Dharavi, known as the economic powerhouse of Mumbai, is one of the most dense neighborhoods of the city. Inside this neighborhood, one can see a plethora of artisanal industries and workshops glazing and decorating a piece of pottery, assembling furniture, painting a statue, stitching jeans on sewing machines, and weaving an intricate piece of cloth. The first film introduces the artisans and contractors working in Dharavi, Mumbai.
For these artisans, their workshop is also often their home. Their workshop occupies the ground floor of the housing unit, and the upper half of the unit is where they live. This coexistence of live and work results in a typology we refer to as the “toolhouse”. Similar structures exist in different parts of the world, in the name of the ‘shophouse’ in Singapore or the ‘home factory’ in Japan. In Dharavi, these homes are constructed by local contractors who, despite lacking formal education, use their understanding of the neighborhood context, space optimization needs, and years of on-site experience to build homes. Such efforts result in ‘homegrown settlements’ like Dharavi, where people combine their skills and resources to create homes and streets for themselves and their community. However, the craftsmen and the artisans inhabiting such homes face many challenges because they use materials such as leather, clay, and waste products that are sometimes considered unclean or impure. Such associations often extend into the habitat logic, marginalizing artisanal communities and the places they call home.
The second part of the film introduces the Homegrown Street Project that sees the undervalued artisanal communities as a resource and acknowledges their skills and craftsmanship. Additionally, it recognises and supports the live-work typology they developed for their neighborhoods. The project aims to give local contractors and artisans a platform in the discourse around architecture and design. In the first phase, we identified 20 houses on Sangam Gully, a homegrown street. We met the present owners and renters, learned about their experiences, and discussed their plans.
We shared the briefs from these conversations with contractors from different parts of the city who work in similar dense fabric.
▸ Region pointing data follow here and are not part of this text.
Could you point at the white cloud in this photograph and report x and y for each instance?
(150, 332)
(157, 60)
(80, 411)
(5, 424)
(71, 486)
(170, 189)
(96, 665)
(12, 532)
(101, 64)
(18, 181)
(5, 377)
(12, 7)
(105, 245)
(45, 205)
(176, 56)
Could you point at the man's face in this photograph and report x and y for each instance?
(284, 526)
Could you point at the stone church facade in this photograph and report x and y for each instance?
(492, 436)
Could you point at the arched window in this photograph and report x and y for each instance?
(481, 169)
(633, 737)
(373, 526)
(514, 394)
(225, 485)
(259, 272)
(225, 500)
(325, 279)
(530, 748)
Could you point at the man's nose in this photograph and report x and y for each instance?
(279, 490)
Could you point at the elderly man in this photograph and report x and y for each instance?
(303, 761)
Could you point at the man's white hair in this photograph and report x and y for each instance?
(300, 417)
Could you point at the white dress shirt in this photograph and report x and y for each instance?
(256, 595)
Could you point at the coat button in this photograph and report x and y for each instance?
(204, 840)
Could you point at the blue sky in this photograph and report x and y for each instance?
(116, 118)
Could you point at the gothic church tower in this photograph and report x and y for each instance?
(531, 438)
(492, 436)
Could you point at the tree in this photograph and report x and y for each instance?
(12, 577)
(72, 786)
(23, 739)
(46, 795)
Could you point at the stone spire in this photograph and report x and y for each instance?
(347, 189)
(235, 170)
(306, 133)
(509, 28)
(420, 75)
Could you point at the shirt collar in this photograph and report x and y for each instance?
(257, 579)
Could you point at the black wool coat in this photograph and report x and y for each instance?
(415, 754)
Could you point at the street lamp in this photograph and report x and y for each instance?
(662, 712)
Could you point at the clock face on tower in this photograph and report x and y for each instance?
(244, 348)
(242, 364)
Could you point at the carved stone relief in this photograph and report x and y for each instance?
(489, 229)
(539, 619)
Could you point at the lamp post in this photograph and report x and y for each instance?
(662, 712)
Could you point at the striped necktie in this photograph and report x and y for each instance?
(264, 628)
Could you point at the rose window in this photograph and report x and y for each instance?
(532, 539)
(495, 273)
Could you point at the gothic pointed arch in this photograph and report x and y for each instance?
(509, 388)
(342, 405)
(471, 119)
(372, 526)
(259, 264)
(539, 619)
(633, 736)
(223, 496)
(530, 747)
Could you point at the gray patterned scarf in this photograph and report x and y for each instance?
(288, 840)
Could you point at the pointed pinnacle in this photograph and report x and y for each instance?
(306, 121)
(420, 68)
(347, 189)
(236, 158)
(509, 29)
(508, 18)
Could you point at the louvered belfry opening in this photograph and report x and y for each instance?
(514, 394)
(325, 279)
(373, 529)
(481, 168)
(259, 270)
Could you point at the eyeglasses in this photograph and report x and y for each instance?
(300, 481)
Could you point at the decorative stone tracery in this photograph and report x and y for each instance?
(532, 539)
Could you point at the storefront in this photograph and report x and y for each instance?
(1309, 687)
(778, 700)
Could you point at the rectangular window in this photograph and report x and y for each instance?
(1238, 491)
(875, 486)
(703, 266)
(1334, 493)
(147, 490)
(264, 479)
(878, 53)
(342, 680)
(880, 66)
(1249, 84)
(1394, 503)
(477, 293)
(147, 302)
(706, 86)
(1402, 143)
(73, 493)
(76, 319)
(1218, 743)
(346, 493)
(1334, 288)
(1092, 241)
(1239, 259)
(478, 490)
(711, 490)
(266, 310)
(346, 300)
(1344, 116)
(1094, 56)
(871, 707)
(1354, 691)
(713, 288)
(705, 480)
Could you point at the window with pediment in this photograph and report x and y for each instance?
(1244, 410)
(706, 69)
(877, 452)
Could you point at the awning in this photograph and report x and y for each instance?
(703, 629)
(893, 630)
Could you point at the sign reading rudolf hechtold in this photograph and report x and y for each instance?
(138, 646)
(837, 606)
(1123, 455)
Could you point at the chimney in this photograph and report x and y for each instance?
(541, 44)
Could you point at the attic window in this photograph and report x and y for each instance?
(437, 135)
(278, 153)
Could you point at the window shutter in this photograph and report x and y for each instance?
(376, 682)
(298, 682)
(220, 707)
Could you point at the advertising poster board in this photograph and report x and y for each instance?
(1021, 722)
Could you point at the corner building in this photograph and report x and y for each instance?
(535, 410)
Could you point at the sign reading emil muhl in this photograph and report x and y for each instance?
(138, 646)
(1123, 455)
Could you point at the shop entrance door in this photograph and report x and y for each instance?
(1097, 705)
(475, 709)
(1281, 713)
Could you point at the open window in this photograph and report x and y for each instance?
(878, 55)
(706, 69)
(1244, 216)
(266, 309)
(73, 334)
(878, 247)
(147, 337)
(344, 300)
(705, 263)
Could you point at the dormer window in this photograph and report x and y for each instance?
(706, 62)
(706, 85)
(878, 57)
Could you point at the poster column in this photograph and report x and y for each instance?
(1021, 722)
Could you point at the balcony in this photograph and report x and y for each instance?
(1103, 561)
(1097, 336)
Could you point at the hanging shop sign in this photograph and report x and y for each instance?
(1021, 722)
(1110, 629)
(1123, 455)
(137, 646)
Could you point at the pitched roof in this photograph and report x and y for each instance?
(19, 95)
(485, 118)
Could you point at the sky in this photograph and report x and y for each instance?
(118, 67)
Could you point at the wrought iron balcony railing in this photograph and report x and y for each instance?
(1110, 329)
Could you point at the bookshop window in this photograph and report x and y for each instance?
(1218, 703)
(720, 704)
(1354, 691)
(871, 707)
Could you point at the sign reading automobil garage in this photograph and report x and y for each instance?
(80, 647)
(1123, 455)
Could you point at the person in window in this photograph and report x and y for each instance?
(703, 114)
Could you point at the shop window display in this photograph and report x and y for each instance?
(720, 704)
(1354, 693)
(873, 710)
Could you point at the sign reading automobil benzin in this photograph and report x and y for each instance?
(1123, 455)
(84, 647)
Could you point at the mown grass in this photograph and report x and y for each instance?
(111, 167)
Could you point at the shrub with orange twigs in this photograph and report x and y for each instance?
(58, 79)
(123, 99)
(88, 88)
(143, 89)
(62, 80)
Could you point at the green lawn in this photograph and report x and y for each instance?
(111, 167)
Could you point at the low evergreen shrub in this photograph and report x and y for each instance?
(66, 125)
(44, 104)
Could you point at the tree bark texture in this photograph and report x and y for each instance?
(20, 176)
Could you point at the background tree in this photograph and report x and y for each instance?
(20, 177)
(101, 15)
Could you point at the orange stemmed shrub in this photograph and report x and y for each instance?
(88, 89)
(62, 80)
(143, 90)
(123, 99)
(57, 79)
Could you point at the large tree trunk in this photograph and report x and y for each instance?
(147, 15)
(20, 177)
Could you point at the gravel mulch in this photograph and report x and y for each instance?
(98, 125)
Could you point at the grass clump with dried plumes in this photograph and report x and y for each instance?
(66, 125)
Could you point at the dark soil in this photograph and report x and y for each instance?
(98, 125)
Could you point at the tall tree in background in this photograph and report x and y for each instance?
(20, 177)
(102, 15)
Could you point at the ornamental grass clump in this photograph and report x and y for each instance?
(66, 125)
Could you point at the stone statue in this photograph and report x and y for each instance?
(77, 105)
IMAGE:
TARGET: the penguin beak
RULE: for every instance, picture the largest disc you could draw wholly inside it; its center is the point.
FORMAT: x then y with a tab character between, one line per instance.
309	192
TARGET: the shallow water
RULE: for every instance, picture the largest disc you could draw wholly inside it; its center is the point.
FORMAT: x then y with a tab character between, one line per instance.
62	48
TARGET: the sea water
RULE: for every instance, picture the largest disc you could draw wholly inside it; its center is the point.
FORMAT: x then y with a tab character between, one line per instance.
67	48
Before designing the house, the contractors considered all the needs, concerns and aspirations of the existing home. The contractors covered several parameters in discussions of these home designs, including the socio-spatial arrangements, building style and methods, material usage, and other aspects. The contractors discussed these designs with the artisans specializing in leather, glass, steel, wood and clay, who would convert these ideas into handcrafted multimedia models of tool houses.